Friday, October 15, 2010
In loving memory of Ann Brown, Brown School Teacher
Peas
My first four years teaching at the Brown School offered amazing mentorship, support, love, and guidance from all who taught there. Arriving to a school that was created the year I was born, I felt a sense of honor to be employed with such remarkable people. My cousins attended the school in the mid-eighties and upon hearing news of Ann’s death, they called me to say how sorry they were. Ann was their favorite teacher and my cousin, Mike, said she was the reason he stayed in school and graduated from JCPS.
As a teacher, I never took Ann’s class, but I remember vividly how much all my students loved her. One in particular, Dee Dee, would never let a day pass without doing multiple impersonations of Ann and her fear of peas. I’m unsure about the validity of the story, but in Dee Dee’s renditions, Ann was terrified of them. “Peas. I hate them. I hate them. Get them away,” Dee Dee would yell across my room in her best New York squawk.
My first three years, the high school faculty discussed all their issues in Ann’s room and I remember thinking, “Man, these people are vicious.” The safety and beauty of a staff that loves what they do is that they are always 110% honest with how they feel. Their raw emotions were a bit intense at times, but I bonded with them over the passion they shared from teaching kids. In Ann’s room, oi vay, the words would fly. I love teachers who cuss.
I remember once, during a fire drill when the electricity was out and Ann couldn’t take the elevator, Luda and I were asked to carry her downstairs in her chair. I might place that moment as one of the oddest experiences in my life, only because Ann was her usual wise-cracking self, I was not used to putting my triceps into action (although I worked out at a gym), and Luda….well, it seemed very odd to me that Ron Freeman called on Luda to be the other man to help carry Ann Brown down the stairs. Luda was 148 years olds at the time and I was worried about his health more than dropping Ann down three flights of stairs. The moment was completely surreal, but luckily we landed her on the first floor of the lobby, totally in one piece, with her scolding us the entire way. Luda, sang in his baritone voice the entire way.

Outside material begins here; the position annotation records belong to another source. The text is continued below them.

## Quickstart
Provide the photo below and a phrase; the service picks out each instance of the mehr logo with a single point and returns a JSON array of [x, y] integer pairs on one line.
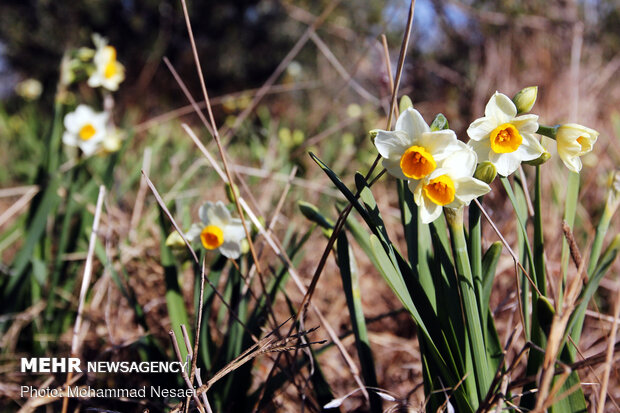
[[51, 365]]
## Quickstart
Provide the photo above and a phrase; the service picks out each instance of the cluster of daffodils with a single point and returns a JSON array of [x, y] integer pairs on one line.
[[440, 169], [109, 72], [218, 230], [86, 128]]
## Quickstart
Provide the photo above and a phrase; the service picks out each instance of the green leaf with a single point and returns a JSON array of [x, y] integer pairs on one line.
[[489, 264], [350, 283]]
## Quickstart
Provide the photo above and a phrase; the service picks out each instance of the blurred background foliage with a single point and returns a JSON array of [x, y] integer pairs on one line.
[[460, 50]]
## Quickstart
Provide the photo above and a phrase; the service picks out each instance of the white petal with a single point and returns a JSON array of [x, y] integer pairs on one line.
[[500, 108], [234, 231], [231, 249], [469, 188], [429, 211], [204, 213], [334, 403], [530, 148], [89, 147], [482, 149], [411, 122], [505, 163], [393, 168], [441, 143], [526, 123], [461, 163], [392, 145], [69, 139], [573, 163], [481, 128]]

Then there was the morning I arrived at 6 a.m. to hear Ron having a conversation with Cynthia over the intercom because one of Ann’s iguanas was missing and running the building. She wasn’t at school yet, and Ron was coaching Cynthia to find the dinosaur in the hallways of Brown before the students and teachers arrived. From the intercoms and walkie talkies, it was like a bad, Brown scene of Jurassic Park. The iguana, it turned out, was still in its cage. It never was missing. That was the beet Brown School morning ever.

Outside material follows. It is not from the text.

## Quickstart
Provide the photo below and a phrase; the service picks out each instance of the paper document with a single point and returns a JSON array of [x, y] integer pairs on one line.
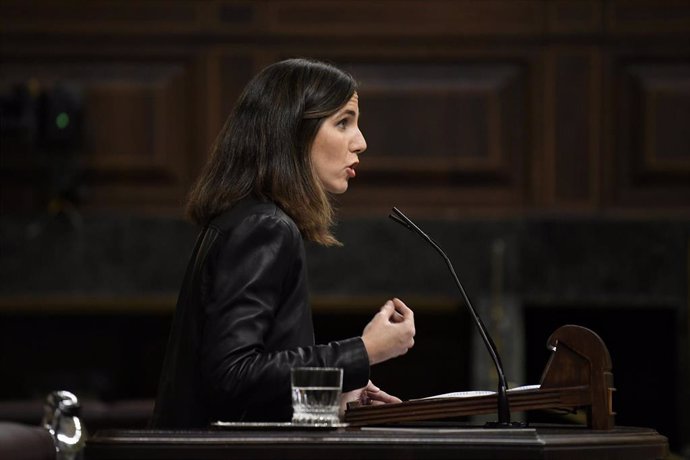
[[470, 394]]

I thought very highly of Ann Brown. Away from the school, I learn more and more about why 546 S. First Street is one of the most special places on earth. I’ve yet to find any school in the United States that has such wonderful karma, spirit, and soul. It is my hope that Ann will guide all the students who attend there in the future with the same zest she brought to her classroom and while she was teaching with all of her might.
I am thinking of Ann’s family and friends and sending my love and appreciation for all she stands for, believed in, and achieved as a miraculous woman…a one of a kind human being. She will never be forgotten. Because of her, I avoid peas as much as I can.